Certain statements in this communication contain forward-looking statements within the meaning of the Private Securities Litigation Reform Act of 1995 or under Section 27A of the Securities Act of 1933, as amended, and Section 21E of the Securities Exchange Act of 1934, as amended (collectively, “forward-looking statements”) that may not be based on historical fact, but instead relate to future events, including without limitation statements, regarding the expected completion of the acquisition, the time frame in which this will occur, the expected benefits to HMNY and MoviePass from completing the acquisition, and the expected financial performance of HMNY following completion of the acquisition. Statements regarding future events are based on the parties’ current expectations and are necessarily subject to associated risks related to, among other things, the conditions to the closing of the acquisition may not be satisfied (including, without limitation, the requisite equity or equity-linked financing transaction of HMNY with gross proceeds of at least $10 million upon which the MoviePass transaction is conditioned), the occurrence of any event, change or other circumstances that could give rise to the termination of the securities purchase agreement between MoviePass and HMNY, and general economic conditions. Therefore, actual results may differ materially and adversely from those expressed in any forward-looking statements.

 

Such forward-looking statements are based on a number of assumptions.
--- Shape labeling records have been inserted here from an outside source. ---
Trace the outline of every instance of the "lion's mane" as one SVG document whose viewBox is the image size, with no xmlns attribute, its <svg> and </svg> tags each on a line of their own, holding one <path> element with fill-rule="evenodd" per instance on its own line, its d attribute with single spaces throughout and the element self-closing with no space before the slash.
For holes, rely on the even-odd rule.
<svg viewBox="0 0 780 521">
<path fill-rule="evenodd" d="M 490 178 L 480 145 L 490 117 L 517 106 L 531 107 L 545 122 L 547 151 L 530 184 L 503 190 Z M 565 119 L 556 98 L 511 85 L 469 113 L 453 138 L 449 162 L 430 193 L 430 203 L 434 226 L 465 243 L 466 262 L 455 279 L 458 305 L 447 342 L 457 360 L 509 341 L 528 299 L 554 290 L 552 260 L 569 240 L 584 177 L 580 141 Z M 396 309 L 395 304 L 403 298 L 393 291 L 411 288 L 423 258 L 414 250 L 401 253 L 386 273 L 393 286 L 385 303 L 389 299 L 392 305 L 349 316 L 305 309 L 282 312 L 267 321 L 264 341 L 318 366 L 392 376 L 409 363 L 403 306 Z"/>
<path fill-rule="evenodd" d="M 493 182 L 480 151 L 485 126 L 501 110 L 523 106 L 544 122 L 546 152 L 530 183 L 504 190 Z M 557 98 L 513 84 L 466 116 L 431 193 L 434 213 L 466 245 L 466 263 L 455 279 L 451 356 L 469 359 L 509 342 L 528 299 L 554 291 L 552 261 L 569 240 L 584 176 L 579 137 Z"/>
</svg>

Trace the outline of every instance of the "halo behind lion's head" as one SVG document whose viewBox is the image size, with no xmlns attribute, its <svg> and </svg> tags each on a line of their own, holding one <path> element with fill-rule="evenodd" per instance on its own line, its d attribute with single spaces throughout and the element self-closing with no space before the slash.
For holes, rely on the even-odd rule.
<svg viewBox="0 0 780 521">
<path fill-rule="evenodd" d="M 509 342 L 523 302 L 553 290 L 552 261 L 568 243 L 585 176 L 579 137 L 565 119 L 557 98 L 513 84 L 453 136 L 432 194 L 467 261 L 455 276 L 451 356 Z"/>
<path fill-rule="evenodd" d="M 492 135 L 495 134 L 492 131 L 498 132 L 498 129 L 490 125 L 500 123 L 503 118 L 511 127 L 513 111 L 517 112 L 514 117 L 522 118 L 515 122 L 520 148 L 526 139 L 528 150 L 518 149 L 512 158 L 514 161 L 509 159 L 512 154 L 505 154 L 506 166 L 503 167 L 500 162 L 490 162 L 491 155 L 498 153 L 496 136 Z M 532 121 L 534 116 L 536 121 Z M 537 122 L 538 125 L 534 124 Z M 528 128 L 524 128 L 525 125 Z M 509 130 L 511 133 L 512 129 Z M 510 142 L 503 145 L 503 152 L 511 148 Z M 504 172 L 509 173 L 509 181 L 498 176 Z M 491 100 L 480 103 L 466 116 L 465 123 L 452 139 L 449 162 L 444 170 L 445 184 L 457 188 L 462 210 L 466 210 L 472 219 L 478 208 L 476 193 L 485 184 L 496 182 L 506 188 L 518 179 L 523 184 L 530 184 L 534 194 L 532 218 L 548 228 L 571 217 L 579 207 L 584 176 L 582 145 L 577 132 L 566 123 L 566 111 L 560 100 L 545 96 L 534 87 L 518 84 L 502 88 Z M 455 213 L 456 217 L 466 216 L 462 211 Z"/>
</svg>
Although the parties believe that the assumptions made and expectations represented by such statements are reasonable, there can be no assurance that a forward-looking statement contained herein will prove to be accurate. Actual results and developments may differ materially from those expressed or implied by the forward-looking statements contained herein and even if such actual results and developments are realized or substantially realized, there can be no assurance that they will have the expected consequences or effects. Risk factors and other material information concerning HMNY are described in its Annual Report on Form 10-K for the fiscal year ended December 31, 2016 and other filings, including subsequent current and periodic reports, information statements and registration statements filed with the U.S. Securities and Exchange Commission. You are cautioned to review such reports and other filings at www.sec.gov.

 

 
 

 

 

Given these risks, uncertainties and factors, you are cautioned not to place undue reliance on such forward-looking statements and information, which are qualified in their entirety by this cautionary statement. All forward-looking statements and information made herein are based on the parties’ current expectations and the parties do not undertake an obligation to revise or update such forward-looking statements and information to reflect subsequent events or circumstances, except as required by law.